In forming the partnership, Maryland Attorney General J. Joseph Curran Jr. cited the value of both the scholarship and commitment from the Bioethics Institute.

"We look forward to establishing a model for assessing the impact of the law on this crucial area of health care and devising reforms that will bring real benefits to patients and their loved ones," Curran said.

"Improved pain management is a central focus to the project," Gaare says. "Even people who are otherwise getting the best in medical care sometimes die in serious pain. This is ironic because there is so much in the medical literature now about pain management."

Jack Schwartz, of the State Attorney General's Office, will work closely with Gaare and the Bioethics Institute to understand what--if any--laws and regulations impede physicians from prescribing medications that effectively manage severe pain.

"One factor in patient suffering is under-medication," Schwartz says. "We want to understand how legal reforms might support those trying to provide excellent palliative care, the kind of care to improve quality of remaining life rather than heroic care aimed at extending life against great odds. Palliative care is the kind of care necessary at the end of life, when measures to cure become inappropriate. That's what the project is about."

Gaare pointed to a recent case in which a five-year-old child with a terminal brain tumor was sent home from the hospital with orders for an oral pain medication. When his condition worsened, the physician on-call was reluctant to increase his pain medications.

"According to the child's parents, he suffered horribly," Gaare recounts.

Gaare adds that the SUPPORT Study tapped into a problem not previously empirically documented. "One of our missions is to bring together people with various perspectives, including patients and their families, nurses, doctors, hospice groups and health care regulators, to understand why some physicians and other health care providers feel there is no problem when empirical evidence says there is a problem."

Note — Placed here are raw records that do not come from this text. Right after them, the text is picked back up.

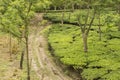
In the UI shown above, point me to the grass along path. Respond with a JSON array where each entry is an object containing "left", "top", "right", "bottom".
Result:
[{"left": 29, "top": 14, "right": 72, "bottom": 80}]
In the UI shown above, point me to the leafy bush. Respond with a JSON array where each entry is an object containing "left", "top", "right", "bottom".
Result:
[{"left": 48, "top": 24, "right": 120, "bottom": 80}]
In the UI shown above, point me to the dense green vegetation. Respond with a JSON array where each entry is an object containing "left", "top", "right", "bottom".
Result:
[
  {"left": 44, "top": 0, "right": 120, "bottom": 80},
  {"left": 48, "top": 24, "right": 120, "bottom": 80},
  {"left": 0, "top": 0, "right": 120, "bottom": 80}
]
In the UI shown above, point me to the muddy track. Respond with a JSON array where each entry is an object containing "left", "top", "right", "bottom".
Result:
[{"left": 29, "top": 14, "right": 72, "bottom": 80}]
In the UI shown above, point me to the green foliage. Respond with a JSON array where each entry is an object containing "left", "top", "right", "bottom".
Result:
[{"left": 48, "top": 24, "right": 120, "bottom": 80}]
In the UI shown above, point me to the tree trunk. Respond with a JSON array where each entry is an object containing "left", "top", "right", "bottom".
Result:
[
  {"left": 54, "top": 6, "right": 57, "bottom": 11},
  {"left": 72, "top": 3, "right": 75, "bottom": 11},
  {"left": 82, "top": 33, "right": 88, "bottom": 53},
  {"left": 61, "top": 9, "right": 65, "bottom": 26},
  {"left": 98, "top": 13, "right": 102, "bottom": 41},
  {"left": 68, "top": 12, "right": 71, "bottom": 20},
  {"left": 9, "top": 33, "right": 12, "bottom": 59},
  {"left": 25, "top": 36, "right": 30, "bottom": 80},
  {"left": 20, "top": 50, "right": 25, "bottom": 69}
]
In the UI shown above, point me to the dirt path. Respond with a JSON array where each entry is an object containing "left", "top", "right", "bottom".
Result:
[{"left": 29, "top": 14, "right": 72, "bottom": 80}]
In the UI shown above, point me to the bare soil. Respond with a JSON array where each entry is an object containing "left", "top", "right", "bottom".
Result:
[{"left": 29, "top": 14, "right": 73, "bottom": 80}]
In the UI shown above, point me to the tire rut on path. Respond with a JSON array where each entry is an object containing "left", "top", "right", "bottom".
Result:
[{"left": 29, "top": 14, "right": 72, "bottom": 80}]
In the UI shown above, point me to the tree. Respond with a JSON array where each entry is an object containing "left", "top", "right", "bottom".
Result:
[{"left": 78, "top": 0, "right": 96, "bottom": 52}]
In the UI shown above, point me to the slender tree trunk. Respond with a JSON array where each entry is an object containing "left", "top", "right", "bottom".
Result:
[
  {"left": 25, "top": 36, "right": 30, "bottom": 80},
  {"left": 61, "top": 7, "right": 65, "bottom": 26},
  {"left": 20, "top": 49, "right": 25, "bottom": 69},
  {"left": 9, "top": 33, "right": 12, "bottom": 59},
  {"left": 72, "top": 3, "right": 75, "bottom": 11},
  {"left": 68, "top": 12, "right": 71, "bottom": 20},
  {"left": 54, "top": 6, "right": 57, "bottom": 11},
  {"left": 98, "top": 13, "right": 102, "bottom": 41},
  {"left": 82, "top": 33, "right": 88, "bottom": 52}
]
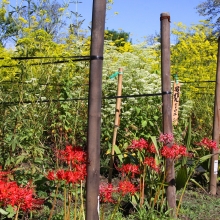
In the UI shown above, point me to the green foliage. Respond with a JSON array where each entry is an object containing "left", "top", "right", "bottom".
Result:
[{"left": 196, "top": 0, "right": 220, "bottom": 32}]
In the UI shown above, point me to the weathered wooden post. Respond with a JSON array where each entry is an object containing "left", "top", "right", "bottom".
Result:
[
  {"left": 209, "top": 37, "right": 220, "bottom": 195},
  {"left": 160, "top": 13, "right": 176, "bottom": 216},
  {"left": 108, "top": 68, "right": 123, "bottom": 183},
  {"left": 86, "top": 0, "right": 106, "bottom": 220}
]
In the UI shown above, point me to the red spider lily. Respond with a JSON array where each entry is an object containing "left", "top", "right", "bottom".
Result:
[
  {"left": 56, "top": 170, "right": 66, "bottom": 180},
  {"left": 144, "top": 157, "right": 159, "bottom": 172},
  {"left": 161, "top": 144, "right": 189, "bottom": 159},
  {"left": 118, "top": 181, "right": 137, "bottom": 196},
  {"left": 56, "top": 145, "right": 86, "bottom": 165},
  {"left": 117, "top": 164, "right": 140, "bottom": 178},
  {"left": 46, "top": 171, "right": 56, "bottom": 180},
  {"left": 99, "top": 184, "right": 117, "bottom": 203},
  {"left": 159, "top": 133, "right": 174, "bottom": 144},
  {"left": 0, "top": 171, "right": 11, "bottom": 181},
  {"left": 197, "top": 138, "right": 218, "bottom": 150},
  {"left": 0, "top": 181, "right": 44, "bottom": 211},
  {"left": 147, "top": 143, "right": 157, "bottom": 154},
  {"left": 128, "top": 138, "right": 149, "bottom": 150},
  {"left": 46, "top": 169, "right": 86, "bottom": 184}
]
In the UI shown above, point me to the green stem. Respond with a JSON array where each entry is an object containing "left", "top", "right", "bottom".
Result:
[
  {"left": 110, "top": 196, "right": 122, "bottom": 220},
  {"left": 48, "top": 183, "right": 59, "bottom": 220},
  {"left": 64, "top": 187, "right": 67, "bottom": 220},
  {"left": 140, "top": 165, "right": 147, "bottom": 207},
  {"left": 176, "top": 161, "right": 199, "bottom": 216},
  {"left": 15, "top": 204, "right": 21, "bottom": 220},
  {"left": 74, "top": 186, "right": 78, "bottom": 220},
  {"left": 79, "top": 180, "right": 85, "bottom": 220}
]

Schwartz and Gaare suspect that physicians, who may be worried about legal ramifications if their medication patterns go "beyond the norm," may not prescribe pain medications at the levels that would be truly effective for dying patients. Doctors may fear being "marked" in ways that may trigger regulatory scrutiny of their practices. "If this is a case of the law impeding comfort, then the laws need to change," Schwartz says.

"We hear countless anecdotes about people suffering needlessly at the end of life because of the way the law works," says Schwartz, who, along with Gaare, has served as an adviser to many hospital ethics boards. "If people are suffering because of how the law works, that's unacceptable, and we'll do whatever necessary to change that."

Gaare emphasizes that the bioethics and legal partnership is not after a legal quick fix. "The Bioethics Institute is bringing empirical research and an analytic framework to the Attorney General's project," she emphasizes.

Gaare is quick to point out that past legislation introducing living wills and other advance directives--the kind that the SUPPORT Study found were more often than not ignored-- meant well and were fine in theory, but in practice were ineffective. "The time is over for well-meaning, thoughtless legislation," Gaare says. "The key is finding good ideas based on empirical research. We thought the advanced directive was a good idea. It was well-intentioned, but has proven ineffective. We are creating a forum to bring people together to look at questions about a physician's ability to use the most effective pain medications possible as well as look into how state policies and regulations affect the dying."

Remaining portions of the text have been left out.